Flights and trains to the capital have been cancelled as soon as a region reports COVID-19 cases. And anyone who still makes the journey has to provide a negative PCR test.
But now there’s a fortress within Beijing – the Olympics themselves.
Read more: Parts of Beijing sealed off after two cases found – a week before city hosts Winter Olympics
The “closed-loop” system means the Olympics venues are now entirely separate from the rest of Beijing. In effect, there is a city within a city.
The barriers are formidable – COVID Checkpoint Charlies, manned by police and healthcare workers in full PPE.
Buses shuffle athletes and other attendees between the venues.
Officials have even warned Beijing residents not to come to the aid of any Olympics vehicles involved in accidents (this is a city of fender benders at the best of times).
It is less about keeping the athletes safe from COVID than protecting Beijing. There have been more cases already from inside the loop than out.
But those few cases mean the city is anxious.
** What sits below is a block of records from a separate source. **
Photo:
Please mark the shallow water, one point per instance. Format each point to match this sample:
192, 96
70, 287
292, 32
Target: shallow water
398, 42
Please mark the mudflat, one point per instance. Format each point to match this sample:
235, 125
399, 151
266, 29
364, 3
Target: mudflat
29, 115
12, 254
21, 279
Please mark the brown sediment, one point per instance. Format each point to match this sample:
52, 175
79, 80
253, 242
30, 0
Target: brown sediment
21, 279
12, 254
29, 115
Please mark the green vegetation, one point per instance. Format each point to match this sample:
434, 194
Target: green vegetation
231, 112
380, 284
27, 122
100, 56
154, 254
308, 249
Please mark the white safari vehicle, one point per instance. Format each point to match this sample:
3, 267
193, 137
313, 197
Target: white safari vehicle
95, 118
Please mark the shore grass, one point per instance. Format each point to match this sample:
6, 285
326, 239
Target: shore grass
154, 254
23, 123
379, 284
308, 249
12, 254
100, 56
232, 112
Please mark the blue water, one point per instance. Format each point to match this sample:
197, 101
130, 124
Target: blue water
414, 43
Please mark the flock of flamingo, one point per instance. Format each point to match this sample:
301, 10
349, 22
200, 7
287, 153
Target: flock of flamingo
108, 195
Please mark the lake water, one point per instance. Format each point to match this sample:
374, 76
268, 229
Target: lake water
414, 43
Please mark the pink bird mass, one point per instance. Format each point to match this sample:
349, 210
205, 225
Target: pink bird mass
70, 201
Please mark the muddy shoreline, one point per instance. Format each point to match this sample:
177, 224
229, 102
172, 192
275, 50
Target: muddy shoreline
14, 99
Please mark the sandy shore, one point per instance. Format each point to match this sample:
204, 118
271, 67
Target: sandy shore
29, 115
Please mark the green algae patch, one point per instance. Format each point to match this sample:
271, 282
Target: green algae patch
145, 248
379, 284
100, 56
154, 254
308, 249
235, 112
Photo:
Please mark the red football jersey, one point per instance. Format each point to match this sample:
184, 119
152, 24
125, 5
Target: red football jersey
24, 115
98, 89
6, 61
Several districts have been locked down over recent weeks and millions have been tested.
Most people I know have bought enough dried, tinned and frozen food to last a few weeks.
We all watched the harsh lockdown in Xian, where starving residents begged authorities for something to eat, or were beaten by officials for venturing out to find it themselves.
You could get unlucky even if your district remains COVID free – the anxiety is that your health code, an app on your phone that tracks your location history and is required for entry to any public venue, whether it’s a supermarket, restaurant or park – goes from green to yellow, or even red, notifying the authorities.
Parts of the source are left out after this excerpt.